# Mac ne s'allume plus, mais démarre.



## mac'ac (13 Mai 2012)

Bonjour à tous,

J'ai un macbook pro 15p datant de décembre 2007. Il marchait très bien jusqu'à mercredi dernier (pas de problèmes, ne ramait pas, pas de beug, pas reçu de choque).

1 ) Mercredi, en voulant le sortir de sa veille, il ne répondait plus du tout (mais voyant lumineux de devant allumé); alors je l'ai éteint de force... Mais à l'allumage même problème : l'ordi est alumé, le lecteur tourne, ventillo aussi, mais l'écran reste noir et il n'y a pas le son de démarrage.

2) J'ai effectué un diagnostique chez apple qui m'ont dit que c'était la carte mère.

3) Je l'ai démonté pour récupérer mon disque dur et mes données.
Quand je l'ai refermé : Youpi !!! ça remarchait ^^
De retour chez apple store, il font une vérification du matériel, fonctionnement des disques et cartes : tout indique que tous mes appareils fonctionnent correctement ...

4) Sauf que le lendemain, rebelote, l'ordi me fait la même chose que dis ci-dessus en 1).

Auriez-vous une idée de ce qu'il se passe, ça ressemble à un faux contacte mais apple store me dis que c'est la carte mère (= 500 euros de réparation et rien d'autre à faire...) ??
Je suis sûre qu'il y a une solution à mon problème, et que je peux m'en sortir à moindre coût...
Merci de me conseiller.


----------



## looping06110 (13 Mai 2012)

Bonjour,

A mon avis, c'est pas certain à 100% sans avoir le mac dans les mains, mais vu la panne décrite, ce n'est pas la carte mère !

Je penserais plutôt à la backlight inverter de l'écran à changer ! et cela c'est bien moins cher qu'une CM !
Ce n'est pas une panne réservé à Mac ! Cela arrive aussi sur les PC portable.

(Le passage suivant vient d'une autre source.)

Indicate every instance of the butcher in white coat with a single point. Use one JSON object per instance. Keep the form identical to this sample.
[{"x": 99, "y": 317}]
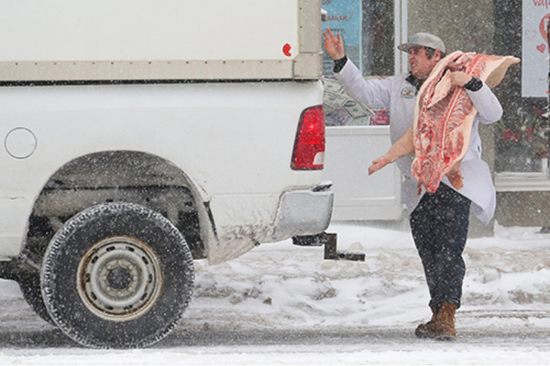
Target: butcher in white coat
[{"x": 439, "y": 221}]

Opération de réparation que j'effectue une vingtaine de fois par an sur les PC et sur quelques MAC 

Si ton MAC n'est plus sous garanti, je t'invite à demander des devis. Sachant bien que pour un devis pour ce genre de panne, cela nécessite un démontage de la la coque, histoire d'assurer à 100% de l'origine de la panne.

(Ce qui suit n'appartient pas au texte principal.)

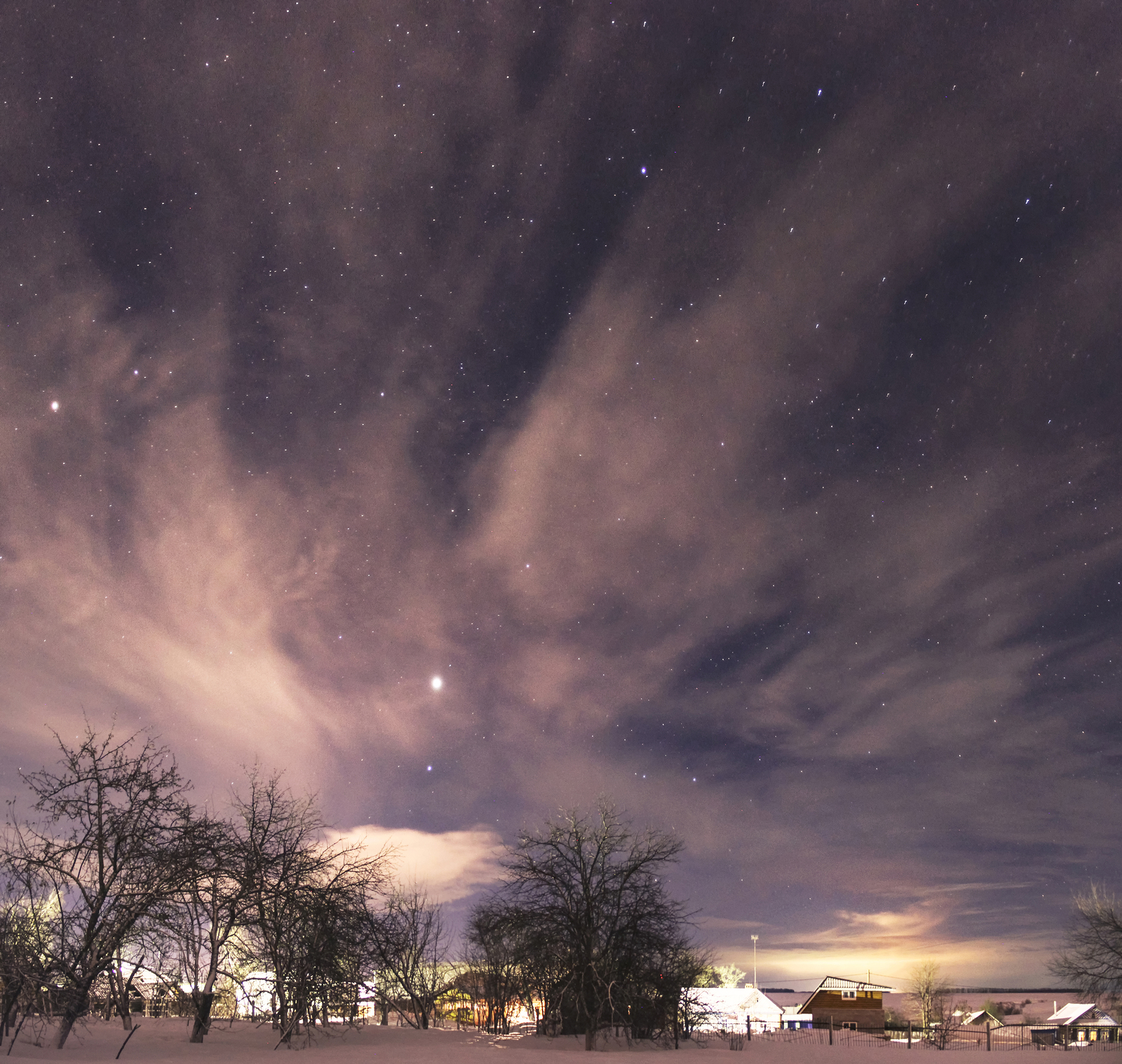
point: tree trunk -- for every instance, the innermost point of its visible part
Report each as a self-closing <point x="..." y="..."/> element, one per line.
<point x="202" y="1002"/>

Je suis disponible par email, pour plus de détail sur un devis éventuel


----------



## mac'ac (14 Mai 2012)

Merci pour ta réponse et ton conseil, 

Si j'ai bien compris tu sembles dire que ça viendrait de l'écran ? (ça serait une bonne nouvelle ça ^^) Mais je crois que le clavier ne répond pas également car les techniciens ont essayé divers manipulations avec le clavier (réinitialisation carte), rien ne réagissait, même la touche Maj.

Est-ce que le cas d'un problème d'écran peut aussi endommager le clavier...? Ces deux choses peuvent être liées ??

Merci bien d'avance !!!


----------



## renan35 (14 Mai 2012)

comme beaucoup beaucoup de macbook pro de cette generation c'est surement la puce graphique. Il y a plein de cas comme vous d' "écran noir sur macbook pro 15 de 2007-2008"....

Démarrez le macbook, laissez le tournez 15-20 mini. Eteignez et redémarrez direct, en principe s'il démarre normalement c'est la puce graphique qui est déssoudée. Par contre il faut désactiver  la mise en veille , car il est presque sur qu'il ne ressortira pas de la veille.

Cette astuce fonctionnera 2-3 fois peut etre, mais pas indéfiniment.
Si vous avez un écran PC vous pouvez le branchez pour voir ce qui se passe (si c'est l inverter, 

je n'ai jamais vu un inverter MAC tomber en panne...


----------



## mac'ac (14 Mai 2012)

ok je vais essayer cette astuces en rentrant ce soir. Merci !

(par contre, j'ai déjà essayé de brancher mon macbook pro sur un autre écran... et il n'y avait malheureusement aucune image, juste un écran noir et pas de signal).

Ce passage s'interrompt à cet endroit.